Durable LVAD recipients are expected to spend more time on the waitlist; thus, the incidence of complications would increase. Up to 60% of LVAD recipients will have one or more adverse events within 6 months, 29 Chauhan et al. 30 reported up to 30% re‐exploration rate for surgical bleeding after durable LVAD implantation, 22.4% incidence of device‐related infection, 10% for device thrombosis, and 10% for device malfunction, in addition to a stroke rate for durable VADs of ~10%. 31 Therefore, we argue that the complication profile for the Impella 5.5 is lower than the durable VAD. Temporary Impella support through an axillary approach also provides a limited surgical wound away from the sternum and less inflammation compared with a durable VAD surgery.

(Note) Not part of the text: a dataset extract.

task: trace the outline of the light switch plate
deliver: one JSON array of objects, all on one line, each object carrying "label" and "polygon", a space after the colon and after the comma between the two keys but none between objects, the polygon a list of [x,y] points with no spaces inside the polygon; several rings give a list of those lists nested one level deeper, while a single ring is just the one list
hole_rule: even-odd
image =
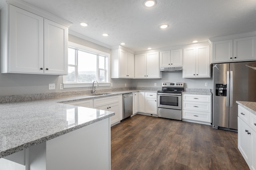
[{"label": "light switch plate", "polygon": [[49,90],[55,90],[55,84],[49,84]]}]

This can explain the superiority of smaller VADs for early extubation, better pain management, absence of adhesions in the mediastinum, and gentle explantation process during HTx. The majority of our Impella patients participated in active physical therapy 32 (Figure 2 ). The transplant procedure itself ran a less complicated course in comparison with an LVAD explant surgery; all patients had their chest closed during HTx. The median cardiopulmonary bypass (CPB) time was 170.5 (124–258) min, and the extubation time was 14.5 (6–24) h.

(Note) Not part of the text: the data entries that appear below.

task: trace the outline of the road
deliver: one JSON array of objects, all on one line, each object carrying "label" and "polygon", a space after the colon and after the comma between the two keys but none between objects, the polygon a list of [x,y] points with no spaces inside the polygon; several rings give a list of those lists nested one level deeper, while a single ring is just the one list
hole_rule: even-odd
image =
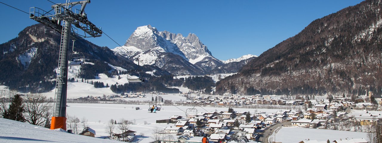
[{"label": "road", "polygon": [[[268,143],[268,138],[269,137],[269,136],[272,135],[273,132],[276,130],[276,129],[283,125],[291,125],[291,122],[288,121],[278,123],[272,125],[261,133],[259,133],[259,135],[260,136],[260,137],[257,139],[257,141],[261,141],[262,143]],[[271,130],[270,129],[272,130]]]}]

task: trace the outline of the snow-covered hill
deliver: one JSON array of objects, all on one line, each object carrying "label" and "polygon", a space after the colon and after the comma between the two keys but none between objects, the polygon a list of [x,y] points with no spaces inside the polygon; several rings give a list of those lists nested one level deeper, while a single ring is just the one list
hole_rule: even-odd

In conclusion, we believe the new generation Impella 5.5 would serve as a safe bridging option for HTx, providing better organ function preservation and improvement. Patients would have great mobility and would experience superior haemodynamics on device therapy.
Limitations
We presented a small number of patients enrolled in this study, and the monocentric nature of the study lacked a comparison group. Once we adopted Impella 5.5 as a bridge to HTx, we did not have many LVAD patients bridged or got transplanted during the study time period. A multicentre prospective study would accomplish a larger cohort number and help us to understand the better comparison between different types of TMCS or LVADs with satisfactory statistics. Also, our patient population presented here is dominated by Status 3 patients escalating to Status 2 with Impella 5.5 therapy relatively stable on inotropes, and only a fewer patients in refractory cardiogenic shock were presented. A cohort dominated by refractory cardiogenic shock with multi‐organ dysfunction would lead to different outcomes. Finally, there was an interobserver variability of qualitative echocardiographic assessment and a lack of quantitative data on right heart function.
Conflict of interest
No conflict of interests.
Funding
The study did not receive any funding.
Haddad, O. , Sareyyupoglu, B. , Goswami, R. M. , Bitargil, M. , Patel, P. C. , Jacob, S. , El‐Sayed Ahmed, M. M. , Leoni Moreno, J. C. , Yip, D. S. , Landolfo, K. , and Pham, S. M. (2023) Short‐term outcomes of heart transplant patients bridged with Impella 5.5 ventricular assist device. ESC Heart Failure, 10: 2298–2306. 10.1002/ehf2.14391.